Paylaş
"Kafkasör, Artvin’in yayla şenliklerinin yapıldığı vadinin adı. Bu şenlikte boğa güreşi de yapılıyormuş. Artvin Barosu Başkanı Bedrettin Kalın’ın yol göstericiliğiyle, arabamız değişik türden ağaçlarla kaplı ormanın içinde kıvrılarak tepeye ulaştı. Hopa-Artvin yolu 70 kilometre, ancak o kadar çok viraj var ki, buraya ulaşmak iki saati buluyor.
Hopa’dan Borçka’ya geldik. Çoruh nehri üzerine kurulan Borçka barajı bütün vadiyi egemenliği altına almış. Doğanın dengesi bozulmuş. Setler, baraj kenarında yollar, tüneller. Bu şekilde 40 kilometre gidip Artvin’e ulaştık.
Hopa-Borçka yolu rüya gibi. Bir yeşil denizi. Kızılağaçlar, çay bahçeleri, çevreyi sulayarak akan dereler... Borçka-Artvin arası baraj nedeniyle epeyce tahrip olmuş. Artvin’e geldiğinizde Çoruh vadisinin tamamen bir şantiyeye döndüğüne tanık olduk. Dağlar tıraşlanıyor, setler yapılıyor ve dünyanın en çirkin yapılarından oluşan binalarıyla yeni bir olumsuz örnek yaratılıyor.
Kafkasör, Artvin’in tepesine asılmış yeşil bir çelenk gibi. Yükseldikçe değişik çam türleri, sedir ağaçları ortaya çıkıyor. Hava serinliyor. Aşağıda sıcaktan yanan bizler, serin rüzgârın etkisiyle üşümeye başlıyoruz.
Dağların bu kadar yeşil, bu kadar güzel olduğu bir başka yer var mı, diye kendi kendime soruyorum. Yüzlerce değişik bitki türü, kuşların konakladıkları değişik göllerle, burası çok etkileyici.
Artvin Barosu Başkanı Bedrettin Kalın, yandaki bir tepeyi gösteriyor. “Oral bey ne olur Cerattepe’yi yazın” diyor. Ne olmuş Cerattepe’ye diyorum, anlatmaya başlıyor: Buraya çok yakın bir yerde Murgul Bakır çıkarma ocakları olduğunu bilirsiniz. Şimdi bu güzelim dağları ve tepeleri yok edecek, yeni bir ‘maden arama saldırısı’yla yüz yüzeyiz.
Kanadalı ‘İnmet Mining’ isimli bir şirket bakır çıkarmak için bir ruhsat alıyor.

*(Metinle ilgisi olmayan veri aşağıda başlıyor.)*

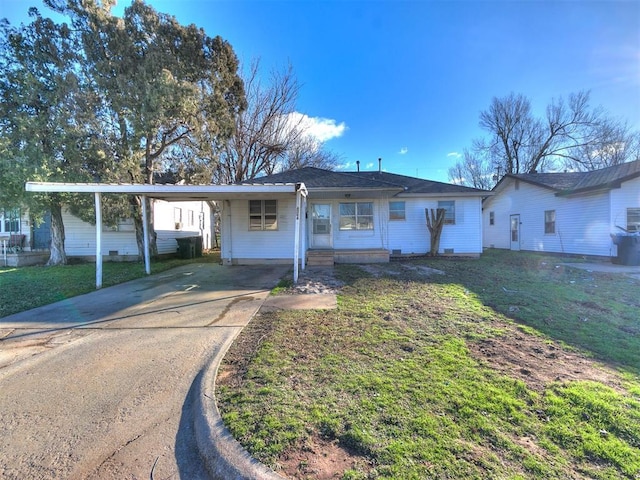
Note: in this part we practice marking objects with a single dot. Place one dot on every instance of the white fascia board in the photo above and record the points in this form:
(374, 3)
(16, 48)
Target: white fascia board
(166, 191)
(445, 195)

Asıl amacının ise siyanürle altın elde etmek istediğine inanılıyor. Yeşil Artvin Derneği harekete geçiyor. Ruhsat Erzurum İdare Mahkemesi tarafından iptal ediliyor. Madenciler Danıştay’a başvuruyor ve bir usul hatası nedeniyle karar bozduruluyor.

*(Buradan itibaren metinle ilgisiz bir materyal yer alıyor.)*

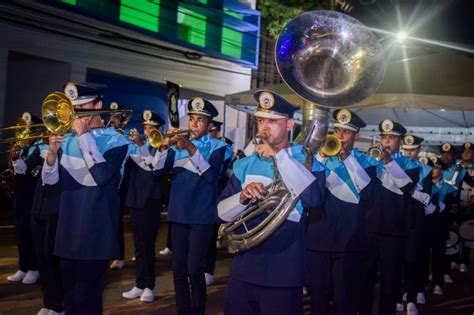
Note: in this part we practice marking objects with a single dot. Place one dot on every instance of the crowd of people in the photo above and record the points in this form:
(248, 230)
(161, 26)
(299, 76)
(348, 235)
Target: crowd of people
(355, 214)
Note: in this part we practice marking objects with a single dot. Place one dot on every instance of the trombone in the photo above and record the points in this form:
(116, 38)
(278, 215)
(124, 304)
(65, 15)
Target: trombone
(23, 134)
(58, 113)
(155, 137)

Bu arada binlerce ağaç kesiliyor ve orman tahrip ediliyor. Artvinliler usul eksiğini giderip mahkemeye başvurup ruhsatı yeniden iptal ettiriyorlar. Ancak kesilen ağaçlar kesildiğiyle kalıyor.
Baro Başkanı Kalın, davayı kazanmalarına rağmen endişeli olduklarını ifade etti. Çünkü madencilerin her an değişik yollarla harekete geçebileceklerini düşünüyor.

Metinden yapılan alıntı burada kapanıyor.